F1 | Newey allontana il ritiro: "Prenderò una vacanza, ma probabilmente tornerò"
Dopo la decisione di lasciare la Red Bull, Adrian Newey ha dato un indizio deciso sulla possibilità di tornare in Formula 1 piuttosto che contemplare il ritiro.
Adrian Newey lascerà la Red Bull dopo un periodo di 18 anni di grande successo, nei quali ha progettato le vetture che hanno portato Sebastian Vettel e Max Verstappen a vincere diversi Mondiali in F1.
Ma tra i disordini politici in Red Bull, un'indagine su Christian Horner che è stata archiviata e "tutta una serie di altre ragioni", Newey ha deciso di lasciare la scuderia di Milton Keynes, spostando la sua attenzione sul completamento della hypercar RB17 che sarà presentata al Goodwood Festival of Speed di luglio.
Newey, che è stato fortemente collegato ad un ruolo in Ferrari mentre i team preparano le basi per le cruciali modifiche regolamentari del 2026, ha negoziato un accordo che gli consente di unirsi ad una squadra concorrente nel marzo 2025.
Parlando con Eddie Jordan in occasione di un evento Oyster Yachts al Gran Premio Storico di Monaco della scorsa settimana, ha dato la più ferma indicazione di non aver ancora chiuso con la F1.
"Se 15 anni fa mi aveste chiesto se a 65 anni avrei preso in considerazione l'idea di cambiare scuderia, andare da un'altra parte e fare altri quattro o cinque anni, vi avrei risposto che siete assolutamente pazzi", ha detto Newey.
Ma poi ha spiegato di aver visto come il proprio padre "ha perso un po' il suo fascino" quando è andato in pensione alla stessa età di Newey.
Adrian Newey, Chief Technology Officer, Red Bull Racing
Photo by: Mark Sutton / Motorsport Images
Ha anche tratto ispirazione - e consigli - dall'ex boss della F1 Bernie Ecclestone, ancora molto attivo nonostante i suoi 90 anni, e dal proprietario della IndyCar Roger Penske, che all'età di 87 anni è la figura più potente delle corse americane.
"Ho chiesto ad entrambi: 'Qual è il vostro segreto?'. Perché hanno continuato ad andare avanti, e per la loro età sono fenomenalmente agili mentalmente e fisicamente", ha rivelato Newey.

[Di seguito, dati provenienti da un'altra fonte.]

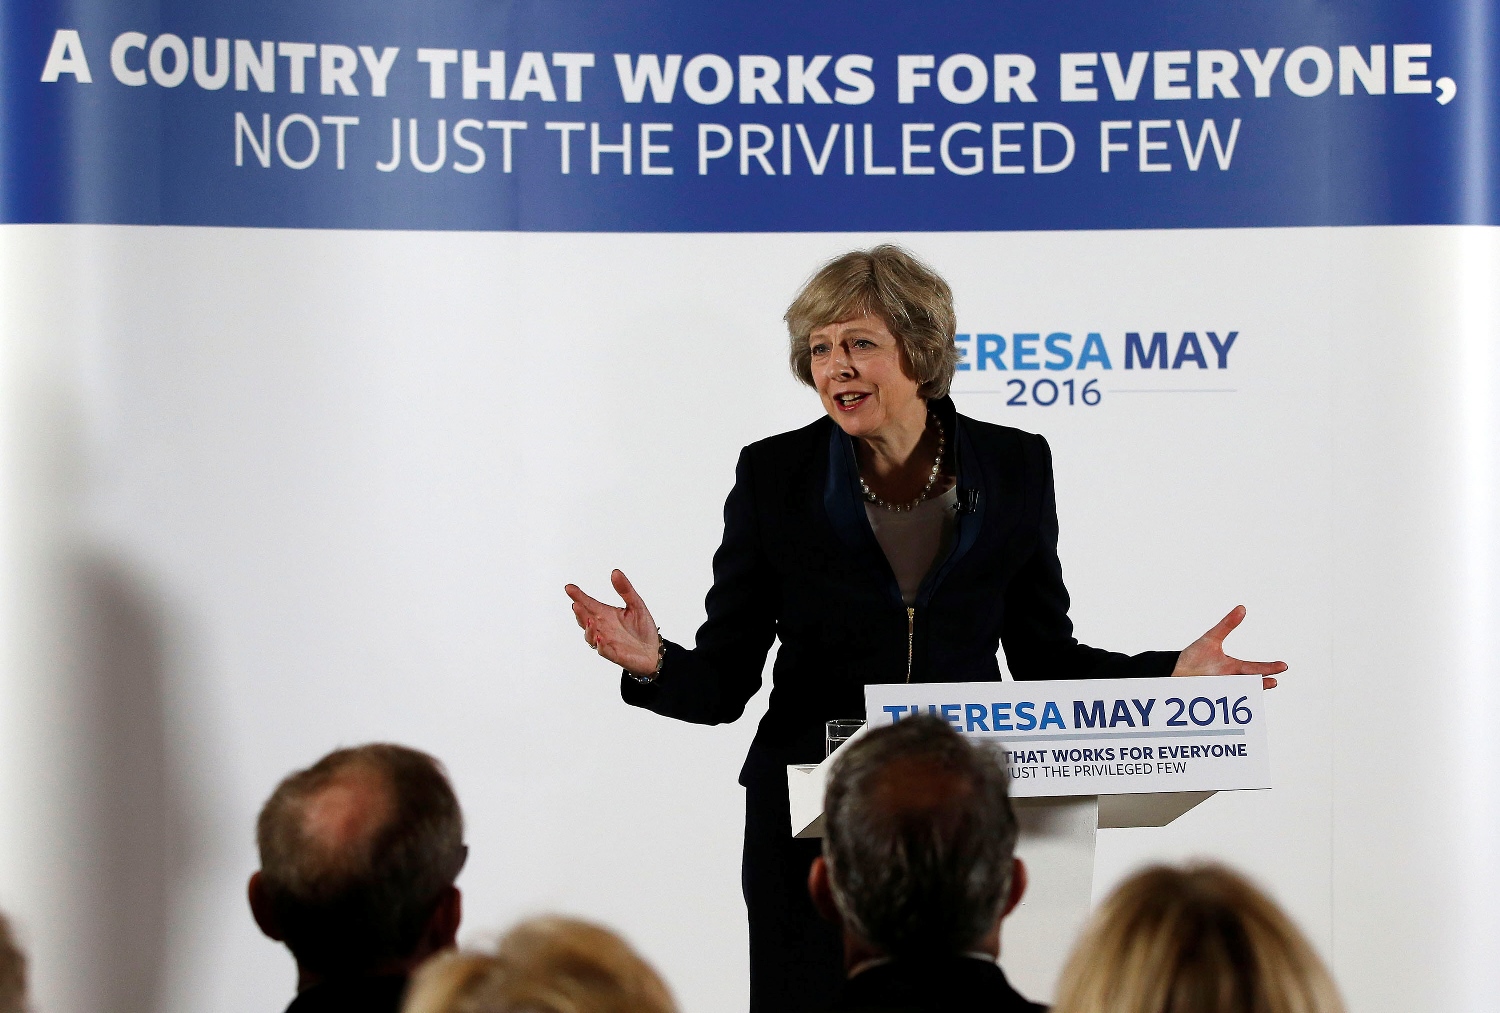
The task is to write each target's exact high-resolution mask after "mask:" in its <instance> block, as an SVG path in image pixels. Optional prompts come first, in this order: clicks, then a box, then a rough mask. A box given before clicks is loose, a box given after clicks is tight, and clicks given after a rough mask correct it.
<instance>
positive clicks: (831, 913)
mask: <svg viewBox="0 0 1500 1013" xmlns="http://www.w3.org/2000/svg"><path fill="white" fill-rule="evenodd" d="M807 893H808V894H810V896H811V897H813V906H814V908H817V914H820V915H822V917H823V921H832V923H834V924H843V918H840V917H838V905H837V903H834V887H832V882H829V879H828V863H826V861H823V857H822V855H817V857H816V858H813V867H811V869H808V870H807Z"/></svg>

"Entrambi hanno detto che il cervello è come un muscolo, ha bisogno di esercizio e quindi bisogna continuare a farlo lavorare".
"Inoltre, è dall'età di otto o dieci anni che volevo lavorare nelle corse automobilistiche come progettista. Ho avuto la fortuna di realizzare questa ambizione, di ottenere il primo lavoro e di lavorare nelle corse da allora. Quindi ogni giorno è stato solo un bonus, davvero. Amo quello che faccio".
"Credo che mi prenderò un po' di vacanza. Al momento mi sento un po' stanco. Ma prima o poi probabilmente tornerò".
Newey ha espresso il proprio rammarico per il fatto che la notizia della sua partenza sia stata diffusa nel 30° anniversario dell'incidente mortale di Ayrton Senna a Imola, a bordo di una Williams progettata proprio da lui, ed è stato colto di sorpresa dalla portata della notizia.
Adrian Newey, Chief Technology Officer, Red Bull Racing
Photo by: Alexander Trienitz
"È stato un giorno molto difficile e sfortunato per l'uscita di quel comunicato stampa", ha detto Newey.
"Il Gran Premio di Miami in sé è stato strano, perché ero presente con una funzione di strategia, quindi sul muretto dei box, ma non ero coinvolto in nessuna delle decisioni ingegneristiche, né in nessuna delle riunioni ingegneristiche, in pratica venivo solo portato in giro per la stampa".
"Non ho mai pensato che sarebbe stata una notizia importante, a dire il vero non ci ho mai pensato. Il fatto che fosse su tutti i giornali, alla televisione e così via, è stato un po' uno shock".